Today two main ways exist for a wall to be built to address rainwater: a barrier wall or a rainscreen wall. Most walls built on homes, townhomes, or condos today are rainscreen walls. A rainscreen wall is, for purposes of water control, essentially a double wall. The exterior surface of the wall sheds rain water down the building. However, that exterior surface is not completely watertight, and it is expected that some water will get behind the exterior material. Water that gets behind the exterior material meets a second barrier: the weather barrier. The weather barrier is a continuous layer of material that will not permit any water to pass through and which uses gravity to drain the water down and out of the wall system.
The alternative to a rainscreen wall, a barrier wall, is what its name sounds like: the exterior surface of the wall intended to serve as a complete barrier to the entry of water. In a barrier wall, no water should get behind the exterior surface of the wall. The problem with barrier walls is that they are very hard to construct. Many materials are porous to some degree, cracks will form in materials, and intersections between materials will not be perfectly sealed. Because they are so likely to fail and let water into the wall system, barrier walls are less commonly used compared to rainscreen walls.
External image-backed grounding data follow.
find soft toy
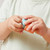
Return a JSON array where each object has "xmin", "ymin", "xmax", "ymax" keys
[{"xmin": 22, "ymin": 19, "xmax": 34, "ymax": 33}]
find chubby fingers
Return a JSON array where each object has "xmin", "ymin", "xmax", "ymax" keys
[
  {"xmin": 24, "ymin": 18, "xmax": 38, "ymax": 25},
  {"xmin": 26, "ymin": 17, "xmax": 44, "ymax": 32},
  {"xmin": 12, "ymin": 20, "xmax": 23, "ymax": 29},
  {"xmin": 9, "ymin": 21, "xmax": 23, "ymax": 32},
  {"xmin": 12, "ymin": 15, "xmax": 22, "ymax": 23},
  {"xmin": 10, "ymin": 25, "xmax": 23, "ymax": 32},
  {"xmin": 23, "ymin": 15, "xmax": 35, "ymax": 19},
  {"xmin": 26, "ymin": 21, "xmax": 39, "ymax": 31}
]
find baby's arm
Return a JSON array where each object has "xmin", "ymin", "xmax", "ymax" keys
[{"xmin": 0, "ymin": 19, "xmax": 11, "ymax": 40}]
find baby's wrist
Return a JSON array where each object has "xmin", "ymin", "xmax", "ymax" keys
[
  {"xmin": 42, "ymin": 28, "xmax": 50, "ymax": 43},
  {"xmin": 5, "ymin": 19, "xmax": 12, "ymax": 33},
  {"xmin": 42, "ymin": 28, "xmax": 49, "ymax": 38},
  {"xmin": 41, "ymin": 27, "xmax": 48, "ymax": 37}
]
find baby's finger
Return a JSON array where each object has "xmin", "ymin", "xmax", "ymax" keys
[
  {"xmin": 8, "ymin": 25, "xmax": 15, "ymax": 31},
  {"xmin": 9, "ymin": 24, "xmax": 23, "ymax": 33},
  {"xmin": 15, "ymin": 23, "xmax": 23, "ymax": 28},
  {"xmin": 14, "ymin": 16, "xmax": 22, "ymax": 23},
  {"xmin": 9, "ymin": 24, "xmax": 23, "ymax": 32},
  {"xmin": 13, "ymin": 21, "xmax": 23, "ymax": 28},
  {"xmin": 24, "ymin": 18, "xmax": 38, "ymax": 25},
  {"xmin": 26, "ymin": 21, "xmax": 39, "ymax": 30},
  {"xmin": 14, "ymin": 28, "xmax": 23, "ymax": 32},
  {"xmin": 32, "ymin": 23, "xmax": 40, "ymax": 32},
  {"xmin": 23, "ymin": 15, "xmax": 35, "ymax": 19}
]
While rainscreen walls generally are better in humid, windy climates like South Carolina and the Southeast, rainscreen walls can also have problems. For example, if the weather barrier is not properly lapped or not continuous across the face of the wall, water can get behind the weather barrier and rot the structure of the building. If flashing installed at the intersection of different components in a rainscreen wall is not installed properly, water can get behind the weather barrier and rot the structure of the building. In other words, rainscreen walls provide two layers of protection, rather than the single layer of protection in barrier walls, but rainscreen walls still often fail resulting in damage to a home’s framing and other components.